A partir de ese momento, el Capitán Trueno procedió a identificar a más de veinte personas de variopintas procedencias. Podían contarse hasta de ocho países diferentes. La cabecilla de aquel grupo insistía en hacerle ver que se trataba de una adorable y sencilla familia. Pero el hecho de que las edades de los juerguistas fueran más bien parejas, hacía imposible que los presuntos hijos, padres, abuelos y nietos, llegaran a ser tales, pues nadie podía creerse que el mago Merlín hubiera alterado las leyes de la genética.

Para suerte de los habitantes del lugar no fue aquella la última actuación del trio aventurero, haciendo uso del ariete, y obligando a pagar una no escasa suma de maravedís como elemento disuasorio. Tras cada actuación los paisanos cumplidores de las leyes se frotaban las manos mientras escuchaban las embestidas del ariete sobre las puertas de los desaprensivos que, saltándose la legalidad, contribuían a la expansión de la pandemia. Palmas y loores no le faltaron al trio protagonista.
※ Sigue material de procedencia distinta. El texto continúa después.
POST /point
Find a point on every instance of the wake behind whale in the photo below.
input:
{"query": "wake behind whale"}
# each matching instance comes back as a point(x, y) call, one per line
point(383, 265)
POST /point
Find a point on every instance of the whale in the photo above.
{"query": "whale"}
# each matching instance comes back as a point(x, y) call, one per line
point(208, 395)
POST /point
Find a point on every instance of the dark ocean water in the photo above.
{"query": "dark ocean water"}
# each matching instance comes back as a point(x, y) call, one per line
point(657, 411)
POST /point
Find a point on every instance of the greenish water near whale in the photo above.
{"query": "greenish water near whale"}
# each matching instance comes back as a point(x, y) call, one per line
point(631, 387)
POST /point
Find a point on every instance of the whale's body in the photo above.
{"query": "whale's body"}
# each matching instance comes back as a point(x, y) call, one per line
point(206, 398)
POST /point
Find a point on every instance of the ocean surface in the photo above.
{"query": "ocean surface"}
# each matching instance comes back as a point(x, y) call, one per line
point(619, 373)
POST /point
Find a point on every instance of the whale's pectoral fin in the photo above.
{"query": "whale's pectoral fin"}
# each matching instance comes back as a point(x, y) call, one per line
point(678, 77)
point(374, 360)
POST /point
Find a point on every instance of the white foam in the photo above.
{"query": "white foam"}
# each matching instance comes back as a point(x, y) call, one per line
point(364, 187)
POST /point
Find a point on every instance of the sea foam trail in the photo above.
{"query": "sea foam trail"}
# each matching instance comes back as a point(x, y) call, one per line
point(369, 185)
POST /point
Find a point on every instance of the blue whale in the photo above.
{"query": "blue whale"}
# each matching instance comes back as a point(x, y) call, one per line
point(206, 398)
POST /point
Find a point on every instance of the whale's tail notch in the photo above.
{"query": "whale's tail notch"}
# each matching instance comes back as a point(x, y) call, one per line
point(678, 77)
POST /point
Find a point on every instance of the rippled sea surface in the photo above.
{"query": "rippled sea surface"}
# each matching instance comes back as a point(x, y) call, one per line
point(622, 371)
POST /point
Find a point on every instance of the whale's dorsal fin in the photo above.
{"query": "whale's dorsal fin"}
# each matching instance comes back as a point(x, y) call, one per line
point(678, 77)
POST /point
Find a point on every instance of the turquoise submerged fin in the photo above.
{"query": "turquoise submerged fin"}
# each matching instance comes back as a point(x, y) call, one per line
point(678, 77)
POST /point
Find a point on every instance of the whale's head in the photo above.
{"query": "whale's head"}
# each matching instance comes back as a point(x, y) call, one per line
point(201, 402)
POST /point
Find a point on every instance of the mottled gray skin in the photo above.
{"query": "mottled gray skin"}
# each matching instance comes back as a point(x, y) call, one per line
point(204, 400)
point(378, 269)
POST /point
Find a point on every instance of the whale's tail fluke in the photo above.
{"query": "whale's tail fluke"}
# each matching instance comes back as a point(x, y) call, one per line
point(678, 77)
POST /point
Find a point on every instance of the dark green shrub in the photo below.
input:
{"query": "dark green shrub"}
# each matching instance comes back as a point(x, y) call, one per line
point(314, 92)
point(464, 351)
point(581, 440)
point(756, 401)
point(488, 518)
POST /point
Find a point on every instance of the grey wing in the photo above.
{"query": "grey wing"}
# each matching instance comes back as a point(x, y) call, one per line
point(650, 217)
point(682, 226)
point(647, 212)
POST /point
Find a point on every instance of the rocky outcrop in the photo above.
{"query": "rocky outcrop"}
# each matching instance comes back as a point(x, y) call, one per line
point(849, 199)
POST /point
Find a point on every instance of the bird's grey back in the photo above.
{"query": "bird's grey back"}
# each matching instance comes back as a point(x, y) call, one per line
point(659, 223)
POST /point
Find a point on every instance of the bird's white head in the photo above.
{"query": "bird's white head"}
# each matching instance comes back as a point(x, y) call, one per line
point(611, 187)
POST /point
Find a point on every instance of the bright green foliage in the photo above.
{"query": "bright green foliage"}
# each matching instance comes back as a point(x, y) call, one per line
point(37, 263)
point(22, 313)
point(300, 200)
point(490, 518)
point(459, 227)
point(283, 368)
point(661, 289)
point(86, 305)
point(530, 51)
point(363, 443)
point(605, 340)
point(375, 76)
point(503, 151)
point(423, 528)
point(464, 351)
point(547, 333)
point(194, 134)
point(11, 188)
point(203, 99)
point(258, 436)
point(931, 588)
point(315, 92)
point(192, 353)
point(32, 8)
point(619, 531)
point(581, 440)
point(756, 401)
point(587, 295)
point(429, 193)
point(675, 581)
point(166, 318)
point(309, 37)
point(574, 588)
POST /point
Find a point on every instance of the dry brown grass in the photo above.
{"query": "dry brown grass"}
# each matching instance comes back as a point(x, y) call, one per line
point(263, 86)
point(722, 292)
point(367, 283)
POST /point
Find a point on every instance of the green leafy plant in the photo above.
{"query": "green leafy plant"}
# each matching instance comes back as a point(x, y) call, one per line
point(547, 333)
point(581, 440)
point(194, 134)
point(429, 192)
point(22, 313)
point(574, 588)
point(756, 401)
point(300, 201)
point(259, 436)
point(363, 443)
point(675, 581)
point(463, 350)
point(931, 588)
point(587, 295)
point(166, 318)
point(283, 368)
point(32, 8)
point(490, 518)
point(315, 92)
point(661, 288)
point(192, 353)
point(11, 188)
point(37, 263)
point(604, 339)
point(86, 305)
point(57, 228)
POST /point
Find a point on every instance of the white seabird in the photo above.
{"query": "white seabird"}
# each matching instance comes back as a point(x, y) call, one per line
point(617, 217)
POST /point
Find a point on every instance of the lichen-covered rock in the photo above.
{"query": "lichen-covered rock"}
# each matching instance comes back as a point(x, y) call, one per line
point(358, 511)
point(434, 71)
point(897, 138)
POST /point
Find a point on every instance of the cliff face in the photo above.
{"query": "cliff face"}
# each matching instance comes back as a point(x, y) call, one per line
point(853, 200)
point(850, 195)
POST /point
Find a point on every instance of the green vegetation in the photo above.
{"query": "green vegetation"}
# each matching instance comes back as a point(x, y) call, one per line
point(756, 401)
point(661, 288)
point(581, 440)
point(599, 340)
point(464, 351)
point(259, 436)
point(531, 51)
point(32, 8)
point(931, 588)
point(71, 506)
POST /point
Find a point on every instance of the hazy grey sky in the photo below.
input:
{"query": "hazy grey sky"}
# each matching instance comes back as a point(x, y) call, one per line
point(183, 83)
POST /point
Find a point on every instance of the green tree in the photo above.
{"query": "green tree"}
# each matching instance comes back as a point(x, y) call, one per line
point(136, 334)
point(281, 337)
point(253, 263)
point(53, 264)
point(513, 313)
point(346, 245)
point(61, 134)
El tiempo fue capaz de ir poniendo las cosas en su sitio. En parte porque los ciudadanos eran conscientes que a cualquiera podía llegar a aplicársele tan expeditivo método, y, en parte, también, porque fue reduciéndose el número de contagiados. La gente, por fin, pudo empezar a respirar tranquila.,

Llegado ese momento, yo ya había terminado la cerveza. Respiré lo más profundamente que pude. Aunque no me sirviera de nada, porque la televisión me seguía recordando de manera insistente que el número de fiestas ilegales en España continuaba aumentando.